A more technical explanation of how it works can be found in RFC#78, which specifies how the technical implementation should look.

Other implementations

Other ecosystems also provide solutions to the problem of blind signing. I'm aware of the following two:

• Cosmos approached the problem of blind-signing with a textual representation of transactions. They have standardized some pretty-printing functions for their transactions. The downside of this solution is that every node on the network, when applying such a transaction, will need to create the textual representation.

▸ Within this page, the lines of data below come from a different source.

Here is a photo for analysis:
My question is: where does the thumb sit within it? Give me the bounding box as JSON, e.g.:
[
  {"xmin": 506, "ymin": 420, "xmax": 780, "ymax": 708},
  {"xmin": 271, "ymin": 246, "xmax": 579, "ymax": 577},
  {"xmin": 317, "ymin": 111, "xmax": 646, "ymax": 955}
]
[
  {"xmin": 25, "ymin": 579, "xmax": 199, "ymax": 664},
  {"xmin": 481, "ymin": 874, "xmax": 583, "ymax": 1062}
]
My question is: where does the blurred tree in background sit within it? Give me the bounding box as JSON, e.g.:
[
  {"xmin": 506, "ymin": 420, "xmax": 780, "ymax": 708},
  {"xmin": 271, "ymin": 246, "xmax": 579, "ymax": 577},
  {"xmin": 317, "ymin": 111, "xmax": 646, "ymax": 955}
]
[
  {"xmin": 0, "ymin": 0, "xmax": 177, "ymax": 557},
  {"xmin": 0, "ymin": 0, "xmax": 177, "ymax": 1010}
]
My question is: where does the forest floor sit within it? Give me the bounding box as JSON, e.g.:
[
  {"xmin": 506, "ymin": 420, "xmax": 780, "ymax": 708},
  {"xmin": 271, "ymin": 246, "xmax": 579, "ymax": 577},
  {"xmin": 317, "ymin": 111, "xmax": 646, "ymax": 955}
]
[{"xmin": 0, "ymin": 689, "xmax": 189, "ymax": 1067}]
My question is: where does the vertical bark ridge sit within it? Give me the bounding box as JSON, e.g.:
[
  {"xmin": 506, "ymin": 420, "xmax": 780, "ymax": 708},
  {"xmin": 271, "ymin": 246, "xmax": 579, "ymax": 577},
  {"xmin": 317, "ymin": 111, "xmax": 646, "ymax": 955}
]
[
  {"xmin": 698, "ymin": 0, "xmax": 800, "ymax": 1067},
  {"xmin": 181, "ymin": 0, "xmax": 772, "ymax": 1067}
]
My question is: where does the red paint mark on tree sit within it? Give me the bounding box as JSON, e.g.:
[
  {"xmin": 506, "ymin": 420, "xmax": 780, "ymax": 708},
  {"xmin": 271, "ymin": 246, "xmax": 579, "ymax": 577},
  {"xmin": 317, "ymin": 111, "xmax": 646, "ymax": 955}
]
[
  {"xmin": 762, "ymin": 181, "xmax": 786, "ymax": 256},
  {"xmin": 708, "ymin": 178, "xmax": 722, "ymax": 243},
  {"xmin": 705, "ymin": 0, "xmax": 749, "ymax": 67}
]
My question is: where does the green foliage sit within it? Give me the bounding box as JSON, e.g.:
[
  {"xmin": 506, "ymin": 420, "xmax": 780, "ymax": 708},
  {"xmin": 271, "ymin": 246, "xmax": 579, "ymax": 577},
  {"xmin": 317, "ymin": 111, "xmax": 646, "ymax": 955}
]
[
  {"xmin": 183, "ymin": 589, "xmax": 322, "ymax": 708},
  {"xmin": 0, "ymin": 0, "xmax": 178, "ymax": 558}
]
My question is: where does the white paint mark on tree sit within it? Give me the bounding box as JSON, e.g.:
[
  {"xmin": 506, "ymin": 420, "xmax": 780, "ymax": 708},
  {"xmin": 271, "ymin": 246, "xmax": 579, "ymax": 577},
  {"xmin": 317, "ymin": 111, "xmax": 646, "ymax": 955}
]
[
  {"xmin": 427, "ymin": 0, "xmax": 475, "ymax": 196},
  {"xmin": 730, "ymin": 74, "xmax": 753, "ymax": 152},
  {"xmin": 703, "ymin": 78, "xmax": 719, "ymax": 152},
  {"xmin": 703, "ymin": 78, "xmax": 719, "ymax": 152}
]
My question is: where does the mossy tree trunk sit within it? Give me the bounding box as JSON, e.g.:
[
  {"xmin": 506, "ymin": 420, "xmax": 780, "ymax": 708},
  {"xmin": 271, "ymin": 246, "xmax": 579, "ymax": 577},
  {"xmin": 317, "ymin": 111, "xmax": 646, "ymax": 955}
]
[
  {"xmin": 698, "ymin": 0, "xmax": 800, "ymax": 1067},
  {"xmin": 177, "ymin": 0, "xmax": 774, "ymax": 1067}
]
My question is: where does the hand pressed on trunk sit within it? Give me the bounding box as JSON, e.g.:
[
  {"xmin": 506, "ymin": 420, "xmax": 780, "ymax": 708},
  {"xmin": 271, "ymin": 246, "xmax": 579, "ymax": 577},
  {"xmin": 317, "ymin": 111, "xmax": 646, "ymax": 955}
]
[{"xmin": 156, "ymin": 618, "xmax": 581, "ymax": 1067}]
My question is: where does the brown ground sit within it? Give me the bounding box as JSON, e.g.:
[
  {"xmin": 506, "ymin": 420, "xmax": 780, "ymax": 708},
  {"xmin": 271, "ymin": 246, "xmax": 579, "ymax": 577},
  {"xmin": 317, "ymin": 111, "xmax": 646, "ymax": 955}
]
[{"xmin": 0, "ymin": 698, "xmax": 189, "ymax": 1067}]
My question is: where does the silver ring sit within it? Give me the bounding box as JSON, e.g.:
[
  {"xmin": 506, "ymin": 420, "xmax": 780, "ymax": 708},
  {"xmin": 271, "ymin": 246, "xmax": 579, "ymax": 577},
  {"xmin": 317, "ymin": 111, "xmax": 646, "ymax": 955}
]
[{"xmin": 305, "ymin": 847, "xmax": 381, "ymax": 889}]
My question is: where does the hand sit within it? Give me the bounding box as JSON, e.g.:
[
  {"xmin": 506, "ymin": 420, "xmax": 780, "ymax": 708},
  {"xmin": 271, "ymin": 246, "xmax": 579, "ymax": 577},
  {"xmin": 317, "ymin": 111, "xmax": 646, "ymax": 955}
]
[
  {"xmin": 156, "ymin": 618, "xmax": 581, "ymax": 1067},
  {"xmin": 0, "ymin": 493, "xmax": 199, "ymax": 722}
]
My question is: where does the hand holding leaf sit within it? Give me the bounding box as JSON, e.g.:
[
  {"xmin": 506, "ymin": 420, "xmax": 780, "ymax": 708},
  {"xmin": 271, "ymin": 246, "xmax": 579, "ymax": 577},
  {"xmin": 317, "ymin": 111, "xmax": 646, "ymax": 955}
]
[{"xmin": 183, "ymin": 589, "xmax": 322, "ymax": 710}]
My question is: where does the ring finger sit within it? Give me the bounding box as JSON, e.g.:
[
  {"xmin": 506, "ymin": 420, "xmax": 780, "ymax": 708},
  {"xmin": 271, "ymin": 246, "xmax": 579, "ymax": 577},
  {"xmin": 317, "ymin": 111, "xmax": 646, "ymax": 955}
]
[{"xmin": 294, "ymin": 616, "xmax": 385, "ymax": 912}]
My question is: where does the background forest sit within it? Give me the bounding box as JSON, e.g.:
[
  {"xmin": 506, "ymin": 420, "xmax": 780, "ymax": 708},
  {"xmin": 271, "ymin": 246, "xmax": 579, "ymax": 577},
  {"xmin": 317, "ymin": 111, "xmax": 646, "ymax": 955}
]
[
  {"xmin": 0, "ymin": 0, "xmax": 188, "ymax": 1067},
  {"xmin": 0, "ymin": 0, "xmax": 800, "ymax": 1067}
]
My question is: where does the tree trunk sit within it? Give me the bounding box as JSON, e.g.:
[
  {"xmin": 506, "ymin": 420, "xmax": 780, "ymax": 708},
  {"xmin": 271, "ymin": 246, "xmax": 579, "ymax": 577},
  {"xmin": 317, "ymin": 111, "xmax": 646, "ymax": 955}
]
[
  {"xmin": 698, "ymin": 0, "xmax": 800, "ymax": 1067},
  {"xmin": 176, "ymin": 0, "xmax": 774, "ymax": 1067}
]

This is quite wasteful when you take into account the number of nodes in a blockchain network, all of which are required to redo this operation.

• Sovereign SDK implemented a solution based on what we have implemented for the Polkadot ecosystem.

Future work

While the current implementation enables users to avoid blind-signing a transaction on their offline signer, the shown transaction is not really understandable by my grandmother. The information shown by the offline signer uses the same naming as the on-chain functions and doesn't provide any contextual information. So, a user doesn't know if a type is, for example, a balance or just some other integer value. It requires some technical understanding to be able to read these transactions. A future iteration that is already being discussed will include contextual information. This way, the developer can express to the offline signer that parameter_a is a Balance and parameter_b is something else.

After adding contextual information, it would be nice to attach some text for the user that explains what a function is doing. This already kind of exists today, because documentation can be attached. However, the documentation right now is developer-focused and not tailored for end users.

Recap

In the Polkadot ecosystem, we have implemented a solution that leverages the metadata of a runtime to decode transactions on offline devices. Alongside the generic decoding of transactions, we also introduced a way to prove that individual chunks of the metadata actually belong to the metadata of this particular runtime. The runtime then checks on-chain, before applying a transaction, that the transaction was built with the correct metadata. This solution also enabled the Polkadot ecosystem to have one unified Ledger app for all the different chains.